O patriarcado e a nossa finitude

A força do patriarcado resulta em alguns papéis sociais pré-definidos. Nele, a glória, o poder e a fortuna são ensinados aos homens, enquanto a dor, a tristeza ou dúvida são assuntos femininos. Entendo que esse papel masculino destrói toda a capacidade do homem em sentir. Sentir dor, angústia, dúvida ou perda. Homens crescem sem desenvolver esses sentimentos, sem saber encará-los de frente, sem saber superá-los.

Foto de @Doug88888 no Flickr em CC, alguns direitos reservados.

O patriarcado cria os homens para a glória e nunca para a derrota embora isso faça parte da vida. Perder faz parte de ser um ser humano e o patriarcado retira dos homens esse direito. Cabe a mulher então o papel de lidar com todos os percalços em que o homem não foi preparado para dialogar. E desses papéis os mais difíceis de se exercer são: o início da vida, a rotina e a morte.

Já falamos bastante sobre questões do início da vida e também sobre a administração de tarefas domésticas nesse blog. Agora quero falar sobre a morte.

A morte é um assunto tabu da nossa geração. Talvez porque evoluímos cientificamente e não há mais tantos mistérios como no passado. Hoje a tecnologia diz exatamente a causa da doença, assim como a causa da morte.

A morte é banalizada na mídia. Matam-se vários nas catástrofes dos filmes blockbusters. Matam-se vários com armas super poderosas construídas com essa finalidade. É sempre a exposição do poder e da força, mantendo assim o argumento de glória do patriarcado. Os corpos enfileiram-se nos noticiários de tv banalizando quaisquer ato de força genocida. Matar o ser humano é exibido pela mídia como algo trivial, ou sensacionalista, mas de fato não o deveria ser.

Encarar a morte e falar sobre esse assunto é algo que sempre constrange as pessoas. Nossa sociedade fica quase nos dizendo que somos imortais. Nossas máquinas, nossa tecnologia, nossa soberania como seres evoluídos. E adivinhe? Não somos, porque não sabemos lidar sequer com a vida, que dirá com a morte.

Quer deixar uma pessoa sem graça? Introduza sua experiência com a morte de alguma pessoa ao qual você tenha vivenciado. A morte é sempre algo que constrange. A perda da vida se resume a um assunto exclusivamente privado. E por quê? Porque nossa sociedade foi construída num modelo onde quem sente é perdedor. “É mulherzinha”. Nós não desenvolvemos o direito da dor, o direito da perda. O direito de encarar a própria finitude. O direito de questionar seus limites, seu fim.

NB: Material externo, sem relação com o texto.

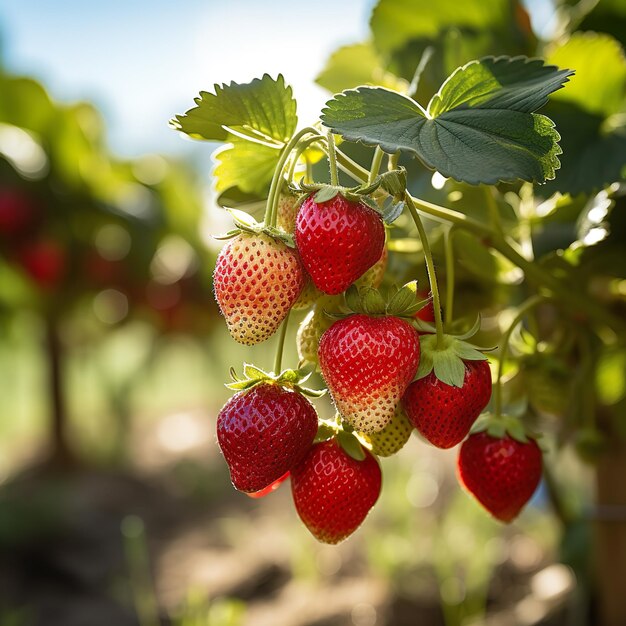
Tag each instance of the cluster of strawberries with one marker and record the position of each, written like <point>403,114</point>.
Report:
<point>40,256</point>
<point>384,375</point>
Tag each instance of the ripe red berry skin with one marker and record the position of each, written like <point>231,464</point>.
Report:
<point>501,473</point>
<point>443,414</point>
<point>263,432</point>
<point>367,363</point>
<point>270,488</point>
<point>333,492</point>
<point>257,279</point>
<point>17,212</point>
<point>338,241</point>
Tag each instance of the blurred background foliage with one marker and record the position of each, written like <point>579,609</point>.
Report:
<point>115,506</point>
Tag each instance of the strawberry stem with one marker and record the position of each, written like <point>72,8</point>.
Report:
<point>430,268</point>
<point>521,312</point>
<point>271,208</point>
<point>332,160</point>
<point>278,359</point>
<point>376,161</point>
<point>449,252</point>
<point>497,241</point>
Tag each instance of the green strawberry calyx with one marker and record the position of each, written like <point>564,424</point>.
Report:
<point>344,434</point>
<point>245,223</point>
<point>402,302</point>
<point>500,426</point>
<point>447,359</point>
<point>289,378</point>
<point>392,183</point>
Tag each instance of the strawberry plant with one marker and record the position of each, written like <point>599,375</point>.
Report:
<point>519,222</point>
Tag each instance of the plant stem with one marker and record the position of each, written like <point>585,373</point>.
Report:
<point>522,310</point>
<point>332,160</point>
<point>376,161</point>
<point>534,273</point>
<point>447,242</point>
<point>272,198</point>
<point>561,511</point>
<point>278,359</point>
<point>60,450</point>
<point>430,268</point>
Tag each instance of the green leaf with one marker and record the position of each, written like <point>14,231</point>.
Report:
<point>373,303</point>
<point>324,431</point>
<point>263,110</point>
<point>354,65</point>
<point>426,365</point>
<point>468,352</point>
<point>370,202</point>
<point>392,211</point>
<point>254,373</point>
<point>599,85</point>
<point>503,83</point>
<point>483,130</point>
<point>353,298</point>
<point>246,166</point>
<point>590,114</point>
<point>394,182</point>
<point>395,23</point>
<point>325,194</point>
<point>448,368</point>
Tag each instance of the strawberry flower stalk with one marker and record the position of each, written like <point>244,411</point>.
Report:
<point>501,461</point>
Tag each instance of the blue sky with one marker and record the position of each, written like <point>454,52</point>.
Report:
<point>141,61</point>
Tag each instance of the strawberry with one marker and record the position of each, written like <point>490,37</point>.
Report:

Então, nesse modelo social, sempre cabe a mulher o papel de cuidar, de sentir. Quando um filho morre é a mãe que lidará com a finitude do corpo. Ela escolherá as roupas, fará o reconhecimento do corpo. Ao pai, cabe o processo burocrático como o pagamento da funerária. Quando os pais morrem, normalmente uma das filhas encabeça o processo funerário. E pela a expectativa de vida dos homens ser menor, consequentemente é mais comum que as mulheres enterrem seus companheiros.

O início da vida está diretamente relacionado com a morte. Há o medo do parto, há o medo da sobrevivência pós-parto. Um dos medos comuns das mulheres após o nascimento do filho é que este pare de respirar durante a noite. A vida em si é algo muito frágil e a participação nesse processo é essencial a todxs para que possamos entender e valorizá-la.

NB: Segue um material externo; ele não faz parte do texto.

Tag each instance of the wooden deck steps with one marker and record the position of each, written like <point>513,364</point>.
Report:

Não é a toa que os homens se afastam de todo esse processo. Encará-lo é perceber o quanto a sua própria vida é frágil e o patriarcado não permite isso. É essencial que todos nós participemos e falemos sobre isso. Desmistificar a morte, encará-la de frente, assumir sua dor, falar sobre o assunto não só é essencial para todos nós, como também humaniza nossa relação com o mundo. É importante que saibamos como fazê-lo e não nos alienemos de forma infantil sobre o assunto. Porque quer você queira ou não, se você vive, lidar com a morte é inevitável.